Once removed of a requirement Earth should drop the monetary system - keeping it in place just because it has always been in place for living memory isn't an argument that will have strong sway, and over time this will lessen futher. This is ofc not an assurance this will happen, just the logical outcome from the given variables. The scale of which manufacturing should require to increase to make viable the prospect of long term mass-residential infrastructure in stars - which would then be largely redundant after the construction so sensibly repurposed for other means - would certainly remove the requirement for trade with Earth.
I was not suggesting people be controlled through hunger - tho this is effectively the control feature in place for most, and it's enabled by the concept of money - plenty of people starve every day. On every continent. For controlling what folks think you'd be good dipping into research conducted by companies like google and facebook, who have recently overtaken governments in both understanding of tools and techniques, and ability to manipulate received informations.

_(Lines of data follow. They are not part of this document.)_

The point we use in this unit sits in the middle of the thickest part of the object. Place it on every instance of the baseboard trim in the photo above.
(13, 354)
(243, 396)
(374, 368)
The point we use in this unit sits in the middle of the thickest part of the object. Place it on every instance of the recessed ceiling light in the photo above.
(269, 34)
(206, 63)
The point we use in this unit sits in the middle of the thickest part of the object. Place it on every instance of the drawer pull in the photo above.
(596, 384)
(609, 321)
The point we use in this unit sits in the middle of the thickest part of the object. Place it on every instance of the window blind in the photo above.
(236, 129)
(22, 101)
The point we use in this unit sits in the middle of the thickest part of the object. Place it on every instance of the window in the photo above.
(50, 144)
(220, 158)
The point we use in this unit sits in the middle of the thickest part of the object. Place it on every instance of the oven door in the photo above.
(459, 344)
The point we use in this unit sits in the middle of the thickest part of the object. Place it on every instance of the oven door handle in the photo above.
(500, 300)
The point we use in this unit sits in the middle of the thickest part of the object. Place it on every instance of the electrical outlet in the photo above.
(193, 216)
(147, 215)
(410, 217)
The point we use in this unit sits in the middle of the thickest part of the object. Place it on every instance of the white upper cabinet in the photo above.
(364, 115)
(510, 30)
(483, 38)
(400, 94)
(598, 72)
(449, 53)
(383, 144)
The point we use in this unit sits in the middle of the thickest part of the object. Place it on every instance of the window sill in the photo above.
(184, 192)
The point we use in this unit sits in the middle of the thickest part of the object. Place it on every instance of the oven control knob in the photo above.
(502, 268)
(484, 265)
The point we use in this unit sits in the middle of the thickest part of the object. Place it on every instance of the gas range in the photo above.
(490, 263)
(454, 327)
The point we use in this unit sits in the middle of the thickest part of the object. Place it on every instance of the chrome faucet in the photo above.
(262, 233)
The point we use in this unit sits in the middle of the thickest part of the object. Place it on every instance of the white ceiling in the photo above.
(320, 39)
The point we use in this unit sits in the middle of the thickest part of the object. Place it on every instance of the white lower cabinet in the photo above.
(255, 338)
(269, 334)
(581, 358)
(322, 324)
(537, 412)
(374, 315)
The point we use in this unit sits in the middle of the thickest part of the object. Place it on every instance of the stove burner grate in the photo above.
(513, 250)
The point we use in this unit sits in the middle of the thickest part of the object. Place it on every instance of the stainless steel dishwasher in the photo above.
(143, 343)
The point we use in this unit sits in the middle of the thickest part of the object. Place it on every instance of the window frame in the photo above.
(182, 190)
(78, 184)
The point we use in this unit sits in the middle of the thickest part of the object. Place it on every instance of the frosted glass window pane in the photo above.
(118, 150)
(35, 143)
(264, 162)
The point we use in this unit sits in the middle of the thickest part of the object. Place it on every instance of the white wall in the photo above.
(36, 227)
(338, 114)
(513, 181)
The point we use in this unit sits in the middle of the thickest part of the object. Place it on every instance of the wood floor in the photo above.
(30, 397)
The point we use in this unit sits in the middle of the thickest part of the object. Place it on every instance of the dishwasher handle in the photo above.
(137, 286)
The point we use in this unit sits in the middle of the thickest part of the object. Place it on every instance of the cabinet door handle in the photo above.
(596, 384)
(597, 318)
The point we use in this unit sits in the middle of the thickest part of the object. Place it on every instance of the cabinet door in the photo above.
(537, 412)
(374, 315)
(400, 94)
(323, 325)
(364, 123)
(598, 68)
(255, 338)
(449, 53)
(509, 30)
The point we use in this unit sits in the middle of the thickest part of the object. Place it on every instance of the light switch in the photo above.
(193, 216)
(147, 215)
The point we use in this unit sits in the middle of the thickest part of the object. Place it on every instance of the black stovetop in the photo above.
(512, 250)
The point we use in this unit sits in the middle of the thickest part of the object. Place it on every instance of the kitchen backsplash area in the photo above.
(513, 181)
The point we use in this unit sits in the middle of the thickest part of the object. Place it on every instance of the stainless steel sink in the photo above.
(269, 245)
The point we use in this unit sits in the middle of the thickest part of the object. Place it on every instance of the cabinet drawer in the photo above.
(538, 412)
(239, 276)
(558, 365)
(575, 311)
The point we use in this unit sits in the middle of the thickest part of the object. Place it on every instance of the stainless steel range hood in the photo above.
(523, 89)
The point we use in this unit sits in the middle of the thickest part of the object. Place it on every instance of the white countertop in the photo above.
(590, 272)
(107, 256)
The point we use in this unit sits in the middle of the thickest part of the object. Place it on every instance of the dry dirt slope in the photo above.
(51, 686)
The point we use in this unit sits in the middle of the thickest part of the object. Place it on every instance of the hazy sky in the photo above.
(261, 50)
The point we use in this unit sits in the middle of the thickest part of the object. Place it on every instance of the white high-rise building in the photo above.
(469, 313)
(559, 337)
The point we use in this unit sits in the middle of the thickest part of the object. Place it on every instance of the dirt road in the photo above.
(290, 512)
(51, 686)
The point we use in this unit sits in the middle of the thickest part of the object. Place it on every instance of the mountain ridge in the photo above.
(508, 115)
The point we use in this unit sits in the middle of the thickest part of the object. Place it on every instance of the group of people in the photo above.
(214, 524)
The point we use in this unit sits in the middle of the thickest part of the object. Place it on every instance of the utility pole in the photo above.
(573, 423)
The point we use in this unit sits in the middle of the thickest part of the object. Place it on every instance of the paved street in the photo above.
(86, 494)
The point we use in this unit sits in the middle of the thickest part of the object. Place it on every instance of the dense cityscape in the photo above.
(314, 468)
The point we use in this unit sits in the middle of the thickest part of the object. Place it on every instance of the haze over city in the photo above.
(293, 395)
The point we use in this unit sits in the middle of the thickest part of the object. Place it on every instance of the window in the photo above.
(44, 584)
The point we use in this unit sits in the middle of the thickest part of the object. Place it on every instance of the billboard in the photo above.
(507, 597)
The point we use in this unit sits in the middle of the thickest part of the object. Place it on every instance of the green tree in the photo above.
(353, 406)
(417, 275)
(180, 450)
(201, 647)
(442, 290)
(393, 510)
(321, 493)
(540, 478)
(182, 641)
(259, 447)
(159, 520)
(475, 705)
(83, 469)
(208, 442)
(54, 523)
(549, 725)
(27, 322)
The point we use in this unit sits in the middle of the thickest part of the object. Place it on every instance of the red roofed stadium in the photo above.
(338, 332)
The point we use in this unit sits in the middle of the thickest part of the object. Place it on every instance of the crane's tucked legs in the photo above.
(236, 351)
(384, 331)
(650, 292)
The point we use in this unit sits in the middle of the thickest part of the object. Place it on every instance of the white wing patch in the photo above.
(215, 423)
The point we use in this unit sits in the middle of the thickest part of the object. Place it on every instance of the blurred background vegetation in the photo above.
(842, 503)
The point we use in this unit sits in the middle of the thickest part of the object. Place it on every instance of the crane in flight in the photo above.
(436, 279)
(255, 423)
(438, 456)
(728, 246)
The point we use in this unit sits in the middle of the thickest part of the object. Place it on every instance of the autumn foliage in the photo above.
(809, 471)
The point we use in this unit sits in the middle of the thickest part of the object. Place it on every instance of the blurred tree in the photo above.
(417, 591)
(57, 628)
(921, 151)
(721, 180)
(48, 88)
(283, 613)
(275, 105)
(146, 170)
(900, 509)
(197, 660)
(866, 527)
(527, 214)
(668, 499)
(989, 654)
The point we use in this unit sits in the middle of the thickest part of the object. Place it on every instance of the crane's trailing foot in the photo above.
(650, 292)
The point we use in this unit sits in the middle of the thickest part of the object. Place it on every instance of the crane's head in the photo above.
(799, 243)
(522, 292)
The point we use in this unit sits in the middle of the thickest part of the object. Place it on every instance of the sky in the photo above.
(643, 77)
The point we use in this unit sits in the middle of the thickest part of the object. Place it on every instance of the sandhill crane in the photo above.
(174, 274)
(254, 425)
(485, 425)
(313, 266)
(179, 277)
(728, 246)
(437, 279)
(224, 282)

Greedy men will indeed attempt to retain the status quo. The keyword is attempt, there is lots outside of even their control, and as previously mentioned the flaws with the model itself that is currently deployed are reaching their critical points. The ones who can think have already started adapting, recognising it's futile and adjusting their form to obtain a greater position in the vastly adjusting landscape. This represents their greatest chances to succeed as they will at least survive the massive reshaping and exist on the other side, even if it is in a different form. A monetaryless transition isn't likely to occur in a single step, for Earth, but it's not impossible to envision as an eventuality, given the correct stimulous. We can do it in a single step. We currently don't have a monetary system and not building one saves dismantling it in less than 50 years. Monetaryless systems have previously, and currently exist on Earth. Most notably outside of "western interference" - the likes of undiscovered and remote tribes are the best examples - and they seem to function well, as a society. The only thing really preventing that from becomming a reality "infrastracture wide" is concepts like finite resources, the previously established monetary system and people trying to build themselves the biggest pile. You take away the finite resource concept, and the facination of building large piles will cease for most, and even the attempts at hoarding should be insufficient to counter the supply making the net effect negligable. When it no longer has direct outcome on any particular other variable, the concept of money itself being a futility should be a lot easier for most to assimilate.